Long and time consuming, acidity weakens paper, silver may deposit in marks/creases/indentations/scratches, short shelf life, permanently stains any surface

89
Q

Oil Red O (ORO)

A

Lipophilic stain for developing prints on porous surfaces that have been wet. Better development than PD on some types of paper.

90
Q

ORO Application

A

3 step process involving coloration, neutralization, and drying

91
Q

ORO Signature

A

Red ridges against a pink background

92
Q

Nile Red (NR)

A

Lipophilic stain seen with 555 nm barrier filter. Excellent results on heavily sebaceous fingermarks.

93
Q

Disadvantages of NR

A

Expensive and dangerous. Nile blue is cheaper and safer.

94
Q

Small Particle Reagent (SPR)

A

To treat nonporous surfaces exposed to or immersed in water (even over 30 days). Fine particles of powder mixed with a surfactant. Reacts with fatty residue of latent prints.

95
Q

Surfactant of SPR Compositions

A

A weak detergent solution/surface agent. Key ingredient. Keeps fine particles suspended and evenly spreads the powder over a wet surface. Concentration can affect the quality of prints (higher concentration=weaker prints).

96
Q

Which SPRs are used on which surfaces?

A

Black charcoal powder or molybdenum disulphide for grey prints on light surfaces. Titanium dioxide or zinc carbonate for white prints on dark surfaces.

97
Q

Fingermark detection on fabric substrates

A

Ridge detail only possible with very fine weave patterns.
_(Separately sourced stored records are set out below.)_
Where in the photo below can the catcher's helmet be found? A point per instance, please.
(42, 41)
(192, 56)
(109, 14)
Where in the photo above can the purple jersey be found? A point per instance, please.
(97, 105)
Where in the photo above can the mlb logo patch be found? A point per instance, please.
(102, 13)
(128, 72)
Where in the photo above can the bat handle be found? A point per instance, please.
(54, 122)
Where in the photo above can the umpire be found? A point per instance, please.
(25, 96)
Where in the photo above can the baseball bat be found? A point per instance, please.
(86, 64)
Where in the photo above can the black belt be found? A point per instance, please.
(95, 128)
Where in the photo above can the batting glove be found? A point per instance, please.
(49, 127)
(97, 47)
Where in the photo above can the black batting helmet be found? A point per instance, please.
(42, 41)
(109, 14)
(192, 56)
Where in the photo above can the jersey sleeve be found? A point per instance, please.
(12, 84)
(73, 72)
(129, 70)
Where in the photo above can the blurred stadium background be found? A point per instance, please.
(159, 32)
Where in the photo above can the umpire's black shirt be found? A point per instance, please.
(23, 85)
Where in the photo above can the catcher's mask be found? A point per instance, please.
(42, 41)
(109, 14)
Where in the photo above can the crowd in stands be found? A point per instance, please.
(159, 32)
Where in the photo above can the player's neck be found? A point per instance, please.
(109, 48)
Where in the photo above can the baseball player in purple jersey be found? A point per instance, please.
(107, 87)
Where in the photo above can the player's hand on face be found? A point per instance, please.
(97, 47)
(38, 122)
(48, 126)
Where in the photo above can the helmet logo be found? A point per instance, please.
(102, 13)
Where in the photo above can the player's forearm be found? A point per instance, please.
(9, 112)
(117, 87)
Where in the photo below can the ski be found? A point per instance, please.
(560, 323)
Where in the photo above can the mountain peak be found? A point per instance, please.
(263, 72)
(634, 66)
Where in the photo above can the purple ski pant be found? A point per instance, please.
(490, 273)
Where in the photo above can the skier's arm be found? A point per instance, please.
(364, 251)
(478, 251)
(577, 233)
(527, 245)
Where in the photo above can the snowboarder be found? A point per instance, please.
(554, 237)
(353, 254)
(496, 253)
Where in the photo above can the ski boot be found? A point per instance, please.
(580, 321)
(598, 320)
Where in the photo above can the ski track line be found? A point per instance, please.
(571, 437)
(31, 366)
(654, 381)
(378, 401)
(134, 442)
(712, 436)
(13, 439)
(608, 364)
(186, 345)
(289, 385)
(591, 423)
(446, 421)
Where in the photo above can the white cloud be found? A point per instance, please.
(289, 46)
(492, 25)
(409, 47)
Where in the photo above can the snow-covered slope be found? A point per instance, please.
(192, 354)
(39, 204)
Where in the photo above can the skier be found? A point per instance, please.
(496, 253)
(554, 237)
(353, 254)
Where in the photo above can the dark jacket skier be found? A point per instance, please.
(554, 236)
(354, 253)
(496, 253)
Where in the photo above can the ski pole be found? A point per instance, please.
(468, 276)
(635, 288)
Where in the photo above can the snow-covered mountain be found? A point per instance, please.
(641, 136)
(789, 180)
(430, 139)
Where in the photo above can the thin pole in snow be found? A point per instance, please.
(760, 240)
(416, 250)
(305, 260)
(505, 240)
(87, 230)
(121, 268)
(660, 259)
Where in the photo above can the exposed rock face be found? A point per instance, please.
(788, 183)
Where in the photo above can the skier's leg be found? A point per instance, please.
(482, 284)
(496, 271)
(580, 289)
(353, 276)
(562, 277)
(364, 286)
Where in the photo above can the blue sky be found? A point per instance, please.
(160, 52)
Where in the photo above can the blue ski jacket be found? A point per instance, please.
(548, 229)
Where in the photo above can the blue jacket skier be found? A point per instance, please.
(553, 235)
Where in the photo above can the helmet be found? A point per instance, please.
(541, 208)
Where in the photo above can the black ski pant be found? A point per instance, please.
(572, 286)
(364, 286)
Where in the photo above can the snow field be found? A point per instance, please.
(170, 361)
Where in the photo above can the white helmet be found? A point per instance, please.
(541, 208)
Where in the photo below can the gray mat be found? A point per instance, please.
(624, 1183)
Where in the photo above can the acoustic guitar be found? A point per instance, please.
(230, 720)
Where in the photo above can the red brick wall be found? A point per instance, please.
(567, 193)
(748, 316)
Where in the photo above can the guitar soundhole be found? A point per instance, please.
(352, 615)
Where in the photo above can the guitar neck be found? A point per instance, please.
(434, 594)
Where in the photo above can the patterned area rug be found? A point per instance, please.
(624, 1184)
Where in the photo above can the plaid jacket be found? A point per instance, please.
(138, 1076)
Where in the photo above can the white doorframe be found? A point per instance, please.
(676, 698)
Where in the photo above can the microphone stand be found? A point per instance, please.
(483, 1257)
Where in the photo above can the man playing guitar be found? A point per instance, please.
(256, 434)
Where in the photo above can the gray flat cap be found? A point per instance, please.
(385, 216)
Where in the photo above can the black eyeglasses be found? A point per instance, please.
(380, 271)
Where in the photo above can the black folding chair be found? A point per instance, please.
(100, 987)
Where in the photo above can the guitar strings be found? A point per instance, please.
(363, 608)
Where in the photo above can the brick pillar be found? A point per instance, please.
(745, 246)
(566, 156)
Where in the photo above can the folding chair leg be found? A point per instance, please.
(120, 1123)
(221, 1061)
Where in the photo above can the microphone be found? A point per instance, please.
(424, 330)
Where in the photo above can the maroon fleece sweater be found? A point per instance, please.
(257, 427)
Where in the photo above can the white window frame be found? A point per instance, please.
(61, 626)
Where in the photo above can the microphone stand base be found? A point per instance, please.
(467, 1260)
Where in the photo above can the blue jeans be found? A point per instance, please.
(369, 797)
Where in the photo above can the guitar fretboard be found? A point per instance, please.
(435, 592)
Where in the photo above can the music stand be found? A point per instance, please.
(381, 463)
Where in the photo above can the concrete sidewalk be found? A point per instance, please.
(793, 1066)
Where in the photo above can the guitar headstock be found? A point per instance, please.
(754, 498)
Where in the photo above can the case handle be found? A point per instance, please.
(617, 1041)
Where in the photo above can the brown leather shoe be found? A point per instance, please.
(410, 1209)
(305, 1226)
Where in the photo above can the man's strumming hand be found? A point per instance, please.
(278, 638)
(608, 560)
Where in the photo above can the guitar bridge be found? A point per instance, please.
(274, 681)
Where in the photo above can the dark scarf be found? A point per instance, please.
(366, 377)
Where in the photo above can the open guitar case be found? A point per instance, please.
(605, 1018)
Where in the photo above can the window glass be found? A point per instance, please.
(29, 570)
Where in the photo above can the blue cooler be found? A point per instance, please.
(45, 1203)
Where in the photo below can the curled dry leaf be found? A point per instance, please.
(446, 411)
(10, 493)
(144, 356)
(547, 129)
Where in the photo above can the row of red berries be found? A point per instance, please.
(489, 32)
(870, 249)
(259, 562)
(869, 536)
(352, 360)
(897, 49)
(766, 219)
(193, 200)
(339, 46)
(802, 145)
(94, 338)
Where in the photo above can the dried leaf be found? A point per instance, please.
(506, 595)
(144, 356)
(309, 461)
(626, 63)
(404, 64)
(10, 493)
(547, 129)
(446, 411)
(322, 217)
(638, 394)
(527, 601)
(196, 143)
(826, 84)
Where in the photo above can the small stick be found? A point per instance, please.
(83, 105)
Always test with similar fabrics first.

98
Q

100% Cotton

A

Behaves as a porous surface. Amino acid reagents, indanedione, ninhydrin, and gel lifters.

99
Q

Synthetic fabrics (like polyester and nylon)

A

Treat like non-porous. CA fuming followed by dye stain.

100
Q

Adhesive Substrates

A

Process non-porous (CA), then adhesive side powder suspension, then CA dye stain.

101
Q

Metallic Substrates

A

CA fuming with Rhodamine G6.

102
Q

Fingerprints on Guns and Ammunition

A

Low success rate. Can only be developed on exterior, magazine, and cartridge/cartridge case. Perspiration is acidic and may cause latent prints to be visibly etched into the cartridge surface without development. CA fuming and then dye staining.

103
Q

What affects recovery of fingerprints on guns and ammunition?

A

Heat from firing, ejection friction, falling on ground, fingerprint resistant coating on guns, textured surfaces for grip.

104
Q

Amido Black

A

Stains the protein in blood fingerprints a bluish-black colour. Methanol based formula for nonporous. Ethanol formula for porous and non porous but lighter prints but cheaper and safer.

105
Q

Acid Violet 17

A

Protein dye stain for porous items. Sprayed or dipped, stained, and then rinsed with water. Similar to amino black.

106
Q

Disadvantages of Amido Black and Acid Violet 17

A

Purple and black/blue colours not easily seen on dark background

107
Q

Acid Yellow 7

A

Used for bloody fingerprints and footprints on nonporous substrates. Fluoresces yellow-green under blue-green light. More effective on faint impressions but can be used on dark or patterned substrates.

108
Q

Thick Powder Suspensions

A

“Sticky-side powder”. Black powder in a detergent solution. Must be brushed on (bc she thiccc), left for a short time, and then rinsed with water.

109
Q

Benefits of Thick Powder Suspensions

A

Very effective on adhesive surfaces. Can be reapplied if weak prints are developed. White powder suspension will show prints on both sides of dark coloured tape.